Opinion
Decided December, 1879.
When the terms of a contract made by an agent are clear, they are to have the same construction and legal effect whether made for a domestic or for a foreign principal.
ASSUMPSIT, for apples sold and delivered. The defendant, residing in this state, was the agent of A. O. W. Mead Co., a firm doing business in Boston, and all its members resident in Massachusetts. At the time of the sale of the apples, the plaintiff was informed and knew that the defendant was acting as agent of the firm. A referee found for the defendant.
Mellows, for the plaintiff. A. O. W. Mead Co. resided and did business in Massachusetts, which as to matters of this kind is a foreign state. Emery v. Berry, 28 N.H. 473, 486; 1 Gr.
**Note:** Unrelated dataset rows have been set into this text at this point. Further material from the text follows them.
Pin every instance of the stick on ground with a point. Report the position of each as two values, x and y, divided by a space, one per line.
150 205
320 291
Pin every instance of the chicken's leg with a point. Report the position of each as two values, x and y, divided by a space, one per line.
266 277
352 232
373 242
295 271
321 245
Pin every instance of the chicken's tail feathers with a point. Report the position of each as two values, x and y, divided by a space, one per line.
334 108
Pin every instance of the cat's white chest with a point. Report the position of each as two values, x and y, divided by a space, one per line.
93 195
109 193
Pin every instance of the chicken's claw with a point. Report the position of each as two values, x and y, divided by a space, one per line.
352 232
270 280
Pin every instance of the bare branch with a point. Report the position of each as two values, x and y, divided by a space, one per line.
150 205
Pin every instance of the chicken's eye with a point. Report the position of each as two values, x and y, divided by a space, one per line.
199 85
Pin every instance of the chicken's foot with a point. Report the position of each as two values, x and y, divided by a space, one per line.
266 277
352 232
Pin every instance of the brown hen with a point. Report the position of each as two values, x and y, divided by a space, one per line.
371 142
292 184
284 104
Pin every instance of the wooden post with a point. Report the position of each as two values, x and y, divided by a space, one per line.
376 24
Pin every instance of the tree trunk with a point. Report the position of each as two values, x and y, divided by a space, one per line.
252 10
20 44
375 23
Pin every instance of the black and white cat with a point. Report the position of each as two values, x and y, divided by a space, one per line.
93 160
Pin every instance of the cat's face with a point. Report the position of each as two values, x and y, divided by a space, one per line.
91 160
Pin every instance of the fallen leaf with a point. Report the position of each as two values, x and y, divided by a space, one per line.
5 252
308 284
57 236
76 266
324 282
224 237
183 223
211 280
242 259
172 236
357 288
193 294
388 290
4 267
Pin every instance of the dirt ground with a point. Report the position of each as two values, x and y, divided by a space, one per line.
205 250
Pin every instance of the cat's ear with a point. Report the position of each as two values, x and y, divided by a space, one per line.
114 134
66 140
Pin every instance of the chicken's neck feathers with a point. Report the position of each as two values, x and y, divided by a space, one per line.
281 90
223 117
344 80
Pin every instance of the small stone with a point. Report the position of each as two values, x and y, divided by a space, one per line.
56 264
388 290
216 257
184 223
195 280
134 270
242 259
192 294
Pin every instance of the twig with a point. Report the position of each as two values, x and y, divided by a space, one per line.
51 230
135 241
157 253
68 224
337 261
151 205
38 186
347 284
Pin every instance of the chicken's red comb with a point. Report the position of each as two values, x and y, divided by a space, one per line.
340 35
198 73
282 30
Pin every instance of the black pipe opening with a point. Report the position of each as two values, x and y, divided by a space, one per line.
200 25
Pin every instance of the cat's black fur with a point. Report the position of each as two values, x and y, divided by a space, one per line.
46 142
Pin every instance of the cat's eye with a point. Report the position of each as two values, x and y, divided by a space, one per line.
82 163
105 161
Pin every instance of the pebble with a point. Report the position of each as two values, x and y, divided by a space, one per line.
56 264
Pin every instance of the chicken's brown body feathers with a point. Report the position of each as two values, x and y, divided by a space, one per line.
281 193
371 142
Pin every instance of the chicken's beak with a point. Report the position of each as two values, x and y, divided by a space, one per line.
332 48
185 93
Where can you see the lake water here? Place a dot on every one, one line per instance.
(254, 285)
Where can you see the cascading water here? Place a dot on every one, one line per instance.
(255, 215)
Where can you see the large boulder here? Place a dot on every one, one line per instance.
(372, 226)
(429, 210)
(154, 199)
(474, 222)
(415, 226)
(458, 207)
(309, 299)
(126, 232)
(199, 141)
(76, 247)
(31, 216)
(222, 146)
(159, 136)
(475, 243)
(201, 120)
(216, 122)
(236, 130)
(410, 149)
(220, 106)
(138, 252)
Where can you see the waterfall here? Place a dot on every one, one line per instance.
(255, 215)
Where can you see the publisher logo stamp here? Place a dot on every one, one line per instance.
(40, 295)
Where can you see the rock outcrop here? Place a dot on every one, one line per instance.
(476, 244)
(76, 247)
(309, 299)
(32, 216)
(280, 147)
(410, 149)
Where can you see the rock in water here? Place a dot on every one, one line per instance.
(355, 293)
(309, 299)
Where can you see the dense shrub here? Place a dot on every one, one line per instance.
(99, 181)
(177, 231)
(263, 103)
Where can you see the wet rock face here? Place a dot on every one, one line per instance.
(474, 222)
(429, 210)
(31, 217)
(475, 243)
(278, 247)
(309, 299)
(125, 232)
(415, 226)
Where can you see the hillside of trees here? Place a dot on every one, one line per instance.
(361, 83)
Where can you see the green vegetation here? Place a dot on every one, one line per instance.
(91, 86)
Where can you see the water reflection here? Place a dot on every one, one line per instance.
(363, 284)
Ev., ss. 489, 504. Agents or factors, acting for merchants resident in a foreign country, are held personally liable upon all contracts made by them for their employers; and this without any distinction whether they describe themselves in the contract as agents or not. Story Agency, ss. 267, 268, 290, and cases cited; McKenzie v. Nevins, 22 Me. 138. We say that in case of a principal residing in a foreign state, whether the agency is disclosed or not at the time of the contract, the plaintiff has his election to hold either principal or agent responsible. 2 Kent Com. 631, notes, and cases cited.
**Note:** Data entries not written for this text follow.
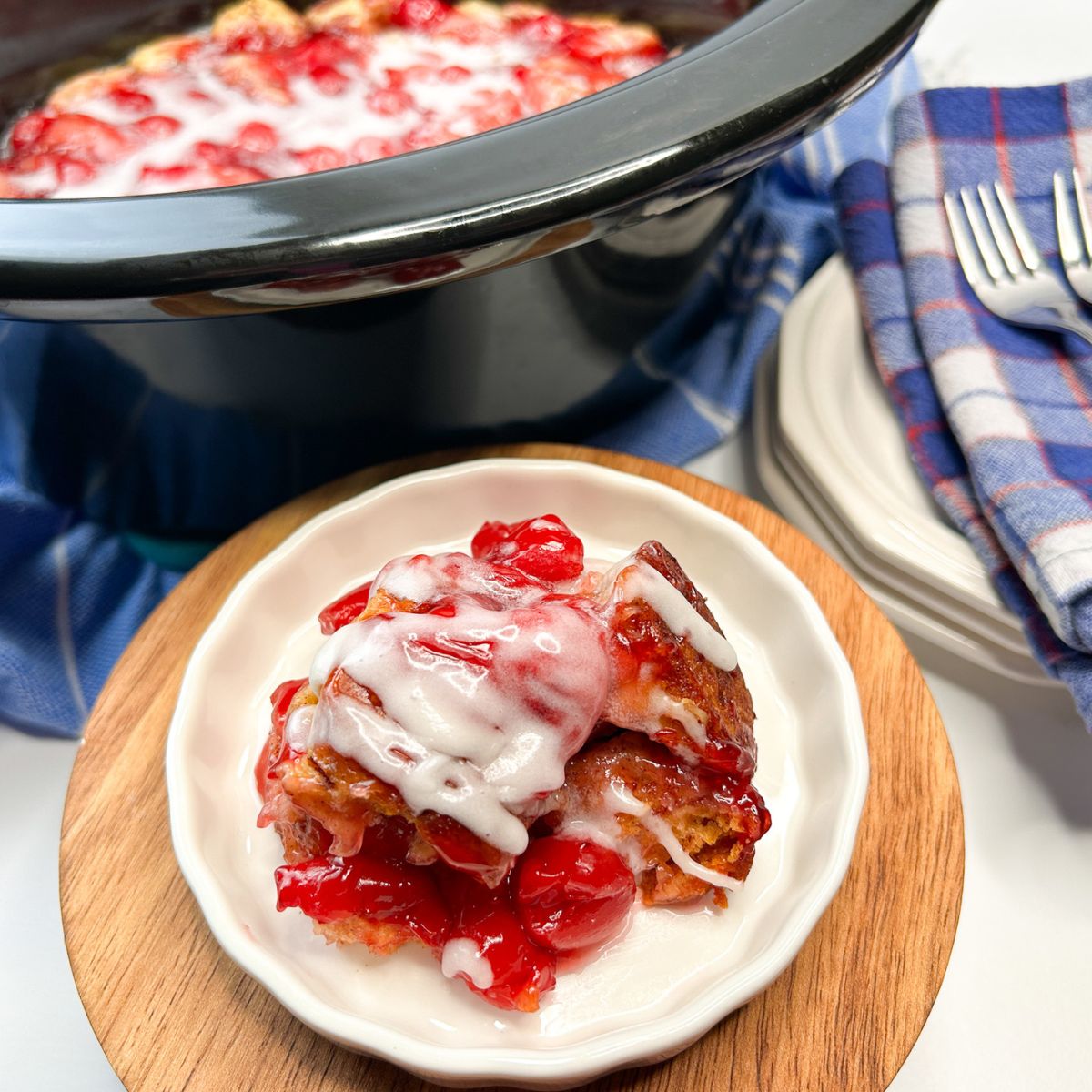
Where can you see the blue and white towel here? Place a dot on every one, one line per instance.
(76, 583)
(998, 419)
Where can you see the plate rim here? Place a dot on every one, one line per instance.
(574, 1062)
(800, 418)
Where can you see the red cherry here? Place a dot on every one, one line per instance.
(158, 126)
(130, 99)
(541, 547)
(257, 137)
(329, 80)
(88, 136)
(320, 157)
(169, 176)
(545, 27)
(420, 15)
(347, 610)
(389, 101)
(369, 148)
(369, 887)
(72, 172)
(571, 895)
(522, 971)
(28, 130)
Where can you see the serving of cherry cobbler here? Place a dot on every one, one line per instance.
(268, 92)
(502, 754)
Marston Eastman, for the defendant.
"If a duly authorized agent uses such terms as legally import an undertaking by the principal only, the contract is that of the principal, and he alone is the party by whom it is to be performed." Met. on Cont. 106. Whether the defendant assumed a personal liability in making the contract is a question of fact, which has been determined by the finding of the referee. Noyes v. Patrick, 58 N.H. 618. The fact that the firm of A. O. W. Mead were residents of Massachusetts, doing business there, is not of itself a ground for holding the defendant personally liable. "The present doctrine is, that when the terms of a contract made by an agent are clear, they are to have the same construction and legal effect whether made for a domestic or for a foreign principal." Met. on Cont. 111. The statement cited by the plaintiff, from Story Agency, s. 268, is not now recognized as the law, excepting perhaps in Maine and Louisiana. Met. on Cont. 111; Bray v. Kettell, 1 Allen 80; Kirkpatrick v. Stainer, 22 Wend. 244; Oelricks v. Ford, 23 How. 49.
Judgment for the defendant.
BINGHAM, J., did not sit: the others concurred.